Next in Fashion feature

Pop CultureFebruary 7, 2020

The world’s best reality TV is on Netflix

Next in Fashion feature

Tara Ward watches Netflix’s new reality shows The Circle and Next in Fashion, and discovers that gentle TV can still be gripping TV. 

Breaking news, friends: Netflix has the magic sauce on how to do reality right. Its latest reality shows The Circle and Next in Fashion are wildly different to each other – The Circle is a social media competition, Next in Fashion a design contest – but both will grab you from the get go and leave you with the warm and fuzzies. Each has an undeniable charm and cheer to it, proving that reality TV doesn’t have to be bitchy and unpleasant to be a captivating watch. Shocker, I know.

Hello, Tan France, not on Queer Eye!

The newer of the two, Next in Fashion, sees a group of experienced but unknown designers compete for a $250,000 prize and a collection with Net-a-Porter. Yep, it’s similar to Project Runway, but this feels slicker and more fun, and it celebrates the theatre of fashion. Did Heidi Klum ever walk down a runway lined with exploding fireballs on Project Runway? She did not, and I bet she’s kicking herself now.

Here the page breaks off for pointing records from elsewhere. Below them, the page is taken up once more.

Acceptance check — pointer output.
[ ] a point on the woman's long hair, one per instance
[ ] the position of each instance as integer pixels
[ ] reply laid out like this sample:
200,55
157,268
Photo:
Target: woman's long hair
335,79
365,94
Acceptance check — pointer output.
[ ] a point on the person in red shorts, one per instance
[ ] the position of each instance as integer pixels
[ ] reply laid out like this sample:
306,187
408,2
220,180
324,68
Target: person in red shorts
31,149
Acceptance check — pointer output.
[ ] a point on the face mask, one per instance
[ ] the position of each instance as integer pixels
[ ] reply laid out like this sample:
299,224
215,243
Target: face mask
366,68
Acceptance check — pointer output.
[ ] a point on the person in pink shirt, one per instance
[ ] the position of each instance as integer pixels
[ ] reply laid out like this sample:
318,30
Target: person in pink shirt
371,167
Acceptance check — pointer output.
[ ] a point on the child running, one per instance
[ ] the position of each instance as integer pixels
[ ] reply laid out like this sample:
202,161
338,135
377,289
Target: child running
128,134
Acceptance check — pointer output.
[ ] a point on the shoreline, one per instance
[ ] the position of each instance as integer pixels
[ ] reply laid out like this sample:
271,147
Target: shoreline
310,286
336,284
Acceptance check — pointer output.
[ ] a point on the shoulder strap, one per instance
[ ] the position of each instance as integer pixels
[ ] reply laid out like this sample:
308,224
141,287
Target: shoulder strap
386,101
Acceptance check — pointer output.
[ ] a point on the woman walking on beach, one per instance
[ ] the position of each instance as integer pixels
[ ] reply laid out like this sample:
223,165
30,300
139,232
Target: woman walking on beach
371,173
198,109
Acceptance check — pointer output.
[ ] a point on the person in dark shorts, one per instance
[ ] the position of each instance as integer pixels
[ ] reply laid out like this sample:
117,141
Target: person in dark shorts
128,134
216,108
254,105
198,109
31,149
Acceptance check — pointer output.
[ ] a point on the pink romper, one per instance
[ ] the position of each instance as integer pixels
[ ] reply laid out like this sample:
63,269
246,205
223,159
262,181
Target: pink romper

Much of the show’s warmth comes from host judges Tan France (Queer Eye) and Alexa Chung, who have an easy rapport with the cast and give thoughtful, constructive feedback. Tan, in particular, is a gem. His tears when the judges couldn’t agree on who to eliminate in one episode made me well up too, because when Tan cries, I cry. Where Tan goes, I go. When he wants to wear a rock and roll jacket with funny straps in the back that would definitely let a chill about your kidneys, I put on my daggy trackies from 2003 and shout “Yes, Tan, you should definitely wear that!” See? Everyone’s happy.

The best-dressed judges on reality TV.

The other charm factor with Next in Fashion are the designers, who having already worked for the likes of Stella McCartney and Beyonce, lift the show with their level of skill. This is not the Nailed It of fashion. Much like Blown Away or Bake Off, there’s joy in watching talented people push themselves to create amazing things, rather than being set up to fail solely for our entertainment. The contestants cry when they talk about their work, because they bloody love what they do. It’s inspiring stuff. Thank you, Next in Fashion, for making me want to learn how to hem my pants with something other than a stapler.

Next in Fashion feels like we’re moving past reality shows where amateurs are thrown in the deep end just to see what happens, to a place where we celebrate and encourage creative expertise. There’s still plenty of tension and drama here, but it doesn’t feel like the cast is being deliberately manipulated, a la MAFS. Next in Fashion feels fresh and genuine, as if these designers would have entered this competition even it wasn’t on the telly.


Over on The Circle, the concept of ‘being genuine’ is tested like never before. Based on a UK format, The Circle sees eight people move into apartments in the same building, where they communicate over a social media network called ‘The Circle’. Without meeting in person, they must periodically rate their fellow contestants, with the highest rated contestants given the power to “block” players from the game. The most popular player, as voted by the members of The Circle, wins US$100,000.

It sounds bonkers, and it is. The first episode feels like a bunch of strangers just talking to a big screen and saying “send” on repeat, but by the second, the casting hooks you in. Like Next in Fashion, The Circle has a refreshingly diverse group of contestants, including the sweet and innocent Shubham, loud alpha-male Joey, and Alana, a model determined not to be judged by on first impressions. The Circle presents us with a series of stereotypes and then breaks them down, message by message, reminding us that in real life and the virtual world, there’s always more to people than meets the eye.

Truly, a modern day Brady Bunch.

You can be anyone you want to be on The Circle, which gives players the freedom to be their true selves or the opportunity to be someone they’re not, like Seaburn, a 29-year-old man who thinks he’ll be more popular as a woman named Rebecca. As viewers, we see and know everything – who’s exaggerating the truth, who’s holding back, who’s pretending to be a hot single hornbag when they’re really a heavily-bearded married man who rocks a fine set of overalls and a tie-dyed shirt. Alex/Adam, you were awesome.

The Circle makes us question how we connect with people, and how truthfully we present ourselves online, even in the smallest of ways. Ultimately, it’s heartwarming to see relationships build and grow, without players ever meeting face-to-face. It gives you faith in humanity, in a weird, weird way.

Chuck these two shows up beside Blown Away, Queer Eye, Terrace House and even doco-series Cheer, and Netflix proves it can make gentler and sweeter reality content that’s still completely gripping.  Still, Netflix’s next reality show Love is Blind is about people who hook up after talking through a wall, which will probably take this argument, wrap it in a soft layer of tulle, and shoot a cannon through it. It’s fine. We’ll always have Tan France, and we’ll always have faaashion.